As you form your new business, you want to create a business entity that enables you to thrive. You want your company to save as much as possible on taxes while letting you grow successfully. One type of structure that you can consider is an S-corporation, or S-corp.
An S-corp is a corporation that offers tax benefits to shareholders. It can be a great option for small businesses that wish to avoid double taxation.
Choosing a tax designation
When you designate a business as an S-corp, you are selecting the tax designation. The S-corp lets you and all other shareholders report the profits and losses of the company on personal tax returns. This “pass-through” taxation avoids corporate taxation.
The tax benefits of an S-corp
The main advantage of this type of taxation is the avoidance of double taxation. In a traditional corporation, also called a C-corp, the company pays taxes on profits and losses. Then shareholders pay personal taxes on dividends they receive from the business. Shareholders of C-corps can lose a significant amount of money to the IRS.
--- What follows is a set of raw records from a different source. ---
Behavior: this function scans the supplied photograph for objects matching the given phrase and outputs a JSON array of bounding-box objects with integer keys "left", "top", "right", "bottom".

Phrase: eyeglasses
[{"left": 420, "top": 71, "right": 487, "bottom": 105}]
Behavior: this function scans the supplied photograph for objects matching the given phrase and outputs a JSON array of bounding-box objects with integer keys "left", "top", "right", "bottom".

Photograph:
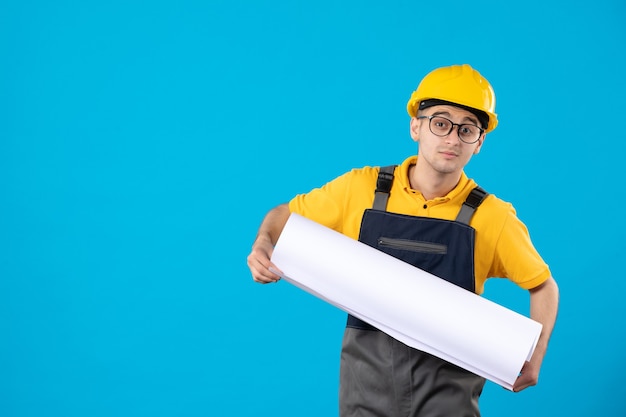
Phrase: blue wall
[{"left": 0, "top": 0, "right": 626, "bottom": 417}]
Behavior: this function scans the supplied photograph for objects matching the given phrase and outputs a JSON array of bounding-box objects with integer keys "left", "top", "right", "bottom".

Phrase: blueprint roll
[{"left": 272, "top": 213, "right": 541, "bottom": 390}]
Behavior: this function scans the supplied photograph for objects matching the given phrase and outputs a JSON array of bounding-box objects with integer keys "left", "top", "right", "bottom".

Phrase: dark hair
[{"left": 419, "top": 98, "right": 489, "bottom": 129}]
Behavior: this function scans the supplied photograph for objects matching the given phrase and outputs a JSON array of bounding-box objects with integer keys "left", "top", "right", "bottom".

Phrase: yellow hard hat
[{"left": 406, "top": 64, "right": 498, "bottom": 133}]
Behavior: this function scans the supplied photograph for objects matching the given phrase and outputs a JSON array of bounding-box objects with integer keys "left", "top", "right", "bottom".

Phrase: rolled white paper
[{"left": 272, "top": 213, "right": 541, "bottom": 390}]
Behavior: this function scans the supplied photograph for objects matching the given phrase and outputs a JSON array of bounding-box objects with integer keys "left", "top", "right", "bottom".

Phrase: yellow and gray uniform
[{"left": 289, "top": 157, "right": 550, "bottom": 417}]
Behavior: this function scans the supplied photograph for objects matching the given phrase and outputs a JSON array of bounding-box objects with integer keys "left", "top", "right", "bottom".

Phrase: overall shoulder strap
[
  {"left": 372, "top": 165, "right": 396, "bottom": 211},
  {"left": 456, "top": 186, "right": 489, "bottom": 224}
]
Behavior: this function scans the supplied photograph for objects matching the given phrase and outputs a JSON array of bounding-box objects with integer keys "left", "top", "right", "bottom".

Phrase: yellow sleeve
[{"left": 491, "top": 210, "right": 551, "bottom": 289}]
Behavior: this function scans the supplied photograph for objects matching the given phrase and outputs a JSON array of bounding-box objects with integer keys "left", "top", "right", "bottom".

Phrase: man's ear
[{"left": 409, "top": 117, "right": 422, "bottom": 142}]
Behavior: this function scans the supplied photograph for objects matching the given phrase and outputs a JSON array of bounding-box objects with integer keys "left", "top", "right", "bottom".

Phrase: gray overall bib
[{"left": 339, "top": 166, "right": 487, "bottom": 417}]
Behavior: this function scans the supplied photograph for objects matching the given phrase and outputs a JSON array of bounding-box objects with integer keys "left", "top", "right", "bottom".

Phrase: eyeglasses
[{"left": 417, "top": 116, "right": 485, "bottom": 144}]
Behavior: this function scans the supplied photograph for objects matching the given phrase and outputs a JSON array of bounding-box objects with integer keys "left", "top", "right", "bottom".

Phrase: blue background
[{"left": 0, "top": 0, "right": 626, "bottom": 417}]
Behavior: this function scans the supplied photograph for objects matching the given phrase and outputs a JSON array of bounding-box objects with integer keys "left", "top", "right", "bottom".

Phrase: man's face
[{"left": 411, "top": 105, "right": 485, "bottom": 174}]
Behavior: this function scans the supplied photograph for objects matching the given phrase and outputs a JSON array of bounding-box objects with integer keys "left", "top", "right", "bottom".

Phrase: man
[{"left": 248, "top": 65, "right": 559, "bottom": 417}]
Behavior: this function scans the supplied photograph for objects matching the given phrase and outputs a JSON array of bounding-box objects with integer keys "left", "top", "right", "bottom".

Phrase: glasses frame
[{"left": 417, "top": 114, "right": 485, "bottom": 145}]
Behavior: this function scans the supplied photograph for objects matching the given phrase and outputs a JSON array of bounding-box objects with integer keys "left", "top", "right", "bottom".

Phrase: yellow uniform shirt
[{"left": 289, "top": 156, "right": 550, "bottom": 294}]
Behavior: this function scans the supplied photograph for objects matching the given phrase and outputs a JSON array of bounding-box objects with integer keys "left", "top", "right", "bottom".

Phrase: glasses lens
[
  {"left": 459, "top": 125, "right": 480, "bottom": 143},
  {"left": 430, "top": 117, "right": 452, "bottom": 136}
]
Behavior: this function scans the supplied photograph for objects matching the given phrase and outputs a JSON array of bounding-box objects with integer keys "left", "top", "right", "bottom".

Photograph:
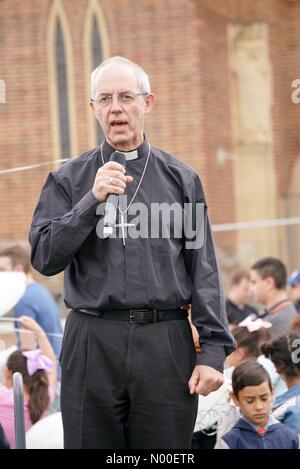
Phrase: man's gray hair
[{"left": 91, "top": 55, "right": 151, "bottom": 99}]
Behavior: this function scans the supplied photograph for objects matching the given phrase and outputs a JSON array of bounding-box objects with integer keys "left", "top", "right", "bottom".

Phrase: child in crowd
[
  {"left": 226, "top": 317, "right": 287, "bottom": 397},
  {"left": 215, "top": 359, "right": 299, "bottom": 449},
  {"left": 263, "top": 331, "right": 300, "bottom": 433},
  {"left": 0, "top": 316, "right": 56, "bottom": 448}
]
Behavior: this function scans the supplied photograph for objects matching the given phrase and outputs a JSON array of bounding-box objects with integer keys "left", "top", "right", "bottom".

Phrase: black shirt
[{"left": 29, "top": 139, "right": 233, "bottom": 369}]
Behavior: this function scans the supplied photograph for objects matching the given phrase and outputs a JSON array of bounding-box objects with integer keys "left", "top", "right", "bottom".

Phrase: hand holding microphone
[
  {"left": 93, "top": 151, "right": 133, "bottom": 238},
  {"left": 92, "top": 152, "right": 133, "bottom": 203}
]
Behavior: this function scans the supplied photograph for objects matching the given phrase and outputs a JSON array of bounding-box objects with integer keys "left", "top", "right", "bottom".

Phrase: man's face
[
  {"left": 0, "top": 256, "right": 14, "bottom": 272},
  {"left": 232, "top": 381, "right": 274, "bottom": 427},
  {"left": 250, "top": 270, "right": 270, "bottom": 305},
  {"left": 91, "top": 64, "right": 155, "bottom": 151}
]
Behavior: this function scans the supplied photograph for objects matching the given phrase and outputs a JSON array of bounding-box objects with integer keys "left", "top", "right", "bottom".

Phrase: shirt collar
[{"left": 102, "top": 136, "right": 149, "bottom": 163}]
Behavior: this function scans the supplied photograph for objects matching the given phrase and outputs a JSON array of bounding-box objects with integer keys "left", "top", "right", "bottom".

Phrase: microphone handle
[{"left": 104, "top": 194, "right": 119, "bottom": 237}]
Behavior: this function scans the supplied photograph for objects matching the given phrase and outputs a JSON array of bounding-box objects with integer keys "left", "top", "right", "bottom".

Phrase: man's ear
[
  {"left": 89, "top": 99, "right": 96, "bottom": 116},
  {"left": 145, "top": 93, "right": 156, "bottom": 114}
]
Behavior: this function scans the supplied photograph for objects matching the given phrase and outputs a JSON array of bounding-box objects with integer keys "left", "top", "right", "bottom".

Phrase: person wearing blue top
[
  {"left": 0, "top": 246, "right": 62, "bottom": 358},
  {"left": 263, "top": 331, "right": 300, "bottom": 433},
  {"left": 215, "top": 359, "right": 299, "bottom": 449}
]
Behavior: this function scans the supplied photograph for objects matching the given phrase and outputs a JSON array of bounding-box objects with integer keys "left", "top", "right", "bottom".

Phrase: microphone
[{"left": 103, "top": 151, "right": 126, "bottom": 238}]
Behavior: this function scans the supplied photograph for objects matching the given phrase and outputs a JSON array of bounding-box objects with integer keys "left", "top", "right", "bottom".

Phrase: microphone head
[{"left": 110, "top": 151, "right": 126, "bottom": 168}]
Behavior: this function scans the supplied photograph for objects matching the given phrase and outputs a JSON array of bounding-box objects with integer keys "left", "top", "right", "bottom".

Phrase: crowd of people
[
  {"left": 192, "top": 257, "right": 300, "bottom": 449},
  {"left": 0, "top": 56, "right": 300, "bottom": 449},
  {"left": 0, "top": 246, "right": 300, "bottom": 449}
]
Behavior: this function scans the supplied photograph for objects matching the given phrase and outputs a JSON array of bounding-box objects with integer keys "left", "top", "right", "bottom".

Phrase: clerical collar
[{"left": 102, "top": 137, "right": 149, "bottom": 162}]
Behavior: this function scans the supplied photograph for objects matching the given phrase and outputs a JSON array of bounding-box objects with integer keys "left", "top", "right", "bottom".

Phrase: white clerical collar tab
[{"left": 117, "top": 150, "right": 139, "bottom": 161}]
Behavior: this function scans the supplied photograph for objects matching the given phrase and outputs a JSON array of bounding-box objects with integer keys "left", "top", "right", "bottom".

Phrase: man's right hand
[{"left": 92, "top": 161, "right": 133, "bottom": 203}]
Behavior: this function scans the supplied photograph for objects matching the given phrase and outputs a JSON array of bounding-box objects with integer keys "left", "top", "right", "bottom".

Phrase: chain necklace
[{"left": 100, "top": 142, "right": 151, "bottom": 246}]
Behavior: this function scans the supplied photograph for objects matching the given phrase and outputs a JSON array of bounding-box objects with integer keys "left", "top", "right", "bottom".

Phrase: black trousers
[{"left": 60, "top": 312, "right": 198, "bottom": 449}]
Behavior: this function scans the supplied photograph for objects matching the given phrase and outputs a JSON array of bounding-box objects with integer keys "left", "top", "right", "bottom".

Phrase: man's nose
[
  {"left": 110, "top": 94, "right": 122, "bottom": 112},
  {"left": 255, "top": 401, "right": 263, "bottom": 410}
]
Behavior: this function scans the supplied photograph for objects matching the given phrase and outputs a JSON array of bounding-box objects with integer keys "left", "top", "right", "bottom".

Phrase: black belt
[{"left": 73, "top": 309, "right": 187, "bottom": 324}]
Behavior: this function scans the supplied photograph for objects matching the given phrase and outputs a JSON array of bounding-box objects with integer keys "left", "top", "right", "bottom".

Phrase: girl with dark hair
[
  {"left": 216, "top": 359, "right": 299, "bottom": 449},
  {"left": 0, "top": 316, "right": 56, "bottom": 448},
  {"left": 226, "top": 319, "right": 287, "bottom": 397},
  {"left": 263, "top": 331, "right": 300, "bottom": 433}
]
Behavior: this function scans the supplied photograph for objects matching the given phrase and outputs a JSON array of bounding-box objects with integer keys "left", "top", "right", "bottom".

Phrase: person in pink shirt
[{"left": 0, "top": 316, "right": 56, "bottom": 448}]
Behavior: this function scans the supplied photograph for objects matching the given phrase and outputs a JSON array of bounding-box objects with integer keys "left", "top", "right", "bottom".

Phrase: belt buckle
[{"left": 129, "top": 309, "right": 153, "bottom": 324}]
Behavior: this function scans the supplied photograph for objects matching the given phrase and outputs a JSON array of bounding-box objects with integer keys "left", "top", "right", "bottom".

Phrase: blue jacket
[{"left": 222, "top": 418, "right": 299, "bottom": 449}]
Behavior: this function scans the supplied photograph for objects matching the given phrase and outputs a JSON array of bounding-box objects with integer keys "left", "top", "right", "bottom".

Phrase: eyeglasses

Unlike a C-corp, an S-corp also lets you write off the losses of the business on your personal tax return. Writing off losses can be advantageous in the early years of your company when you spend money to grow the business.
Limitations on S-corps
However, not all businesses may benefit from the S-corp designation. S-corps can help small companies but may not be right for larger businesses.
If you have a large company that plans to add many shareholders, including foreign investors, you may want to keep your business as a C-corp.
S-corps have limitations on the number of investors. And only U.S. citizens or residents can be shareholders.
Choosing the right entity for your business
The business entity and tax designation that works best for you will depend on how your business grows. You may even start as an S-corp and then switch to a C-corp further down the road. But if saving money on taxes is more important to your business model, you may want to consider the advantages of an S-corp.